Considerations for Sellers
A home sale contingency can be risky to sellers because there is no guarantee that the home will sell. Even if the contract allows the seller to continue to market the property and accept offers, the house may be listed “under contract,” making it less attractive to other potential buyers. Many people looking for homes will steer clear of a property that is under contract because they don’t want to waste time and risk falling in love with a property they may never have the chance to buy.
Before agreeing to a home sale contingency, the seller (or the seller’s real estate agent) should investigate the potential buyer’s current home to determine:
- If the home is already on the market. If not, this is usually a red flag because it indicates the potential buyer is just thinking about buying and selling at this point.
- If it's listed at the correct price. A real estate agent can prepare comparables to make sure the house is priced to sell.
- How long it has been on the market. If it’s been a long time, the home may be priced too high, the showing procedure may be difficult, or the market could just be dry.
- The average time on the market for homes in the neighborhood. If the average time is 30 days or so, one could expect the home to sell. If it’s 90 days or more, the seller could be waiting with little chance that the buyer’s home will sell.
A home sale contingency, however, might be a good thing if the seller’s property has been on the market a while. If the seller has had trouble finding a buyer, a contract with a contingency is still a contract and there is a chance that the property will sell. In many cases, it is advisable to limit the amount of time the buyer has to sell his or her home to one to four weeks. This puts pressure on the buyer to lower the asking price and make a sale while preventing the seller from losing too much time in the event that the transaction does not close.

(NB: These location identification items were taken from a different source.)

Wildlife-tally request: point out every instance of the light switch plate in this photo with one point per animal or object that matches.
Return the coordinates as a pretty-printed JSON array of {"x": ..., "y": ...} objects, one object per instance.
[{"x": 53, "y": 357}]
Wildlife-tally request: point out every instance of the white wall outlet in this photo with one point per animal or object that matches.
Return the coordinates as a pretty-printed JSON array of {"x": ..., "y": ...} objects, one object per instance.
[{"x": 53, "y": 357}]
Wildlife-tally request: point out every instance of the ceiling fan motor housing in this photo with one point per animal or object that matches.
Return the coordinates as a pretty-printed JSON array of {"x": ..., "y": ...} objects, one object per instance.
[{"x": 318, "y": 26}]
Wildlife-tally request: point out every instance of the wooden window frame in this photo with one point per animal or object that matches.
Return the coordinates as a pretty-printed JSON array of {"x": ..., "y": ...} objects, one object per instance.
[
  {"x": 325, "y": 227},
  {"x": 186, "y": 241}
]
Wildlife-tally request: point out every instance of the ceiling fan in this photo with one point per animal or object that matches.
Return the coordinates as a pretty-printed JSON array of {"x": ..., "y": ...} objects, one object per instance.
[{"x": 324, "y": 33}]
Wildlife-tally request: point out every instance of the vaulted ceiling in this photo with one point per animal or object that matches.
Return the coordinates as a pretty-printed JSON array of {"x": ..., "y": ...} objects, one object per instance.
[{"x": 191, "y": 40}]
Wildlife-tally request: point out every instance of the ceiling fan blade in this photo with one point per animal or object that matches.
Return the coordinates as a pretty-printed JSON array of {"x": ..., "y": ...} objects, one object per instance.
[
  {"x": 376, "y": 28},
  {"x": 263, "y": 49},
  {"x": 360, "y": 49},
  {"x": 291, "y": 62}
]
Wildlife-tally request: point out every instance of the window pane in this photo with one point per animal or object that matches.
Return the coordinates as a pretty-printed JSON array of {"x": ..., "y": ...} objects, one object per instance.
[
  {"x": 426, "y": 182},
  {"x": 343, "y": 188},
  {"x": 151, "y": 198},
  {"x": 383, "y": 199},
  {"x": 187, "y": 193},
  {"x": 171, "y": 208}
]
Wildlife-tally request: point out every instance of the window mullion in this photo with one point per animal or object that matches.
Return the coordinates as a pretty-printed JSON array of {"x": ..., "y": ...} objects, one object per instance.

A seller can include a “kick-out clause” to provide a measure of protection against a home sale contingency. A kick-out clause states that the seller can continue to market the property and accept offers from other buyers. In this case, the seller gives the current buyer a specified amount of time (such as 72 hours) to remove the home sale contingency and continue with the contract. If the buyer does not remove the contingency, the seller can back out of the contract and sell to the new buyer.
The Bottom Line
Home sale contingencies protect buyers who want to sell one home before purchasing another. The exact details of any contingency must be specified in the real estate sales contract. Because contracts are legally binding, it is important to review and understand the terms of a home sale contingency. A qualified real estate professional or real estate attorney should be consulted with any questions or concerns regarding real estate contracts and home sale contingency clauses.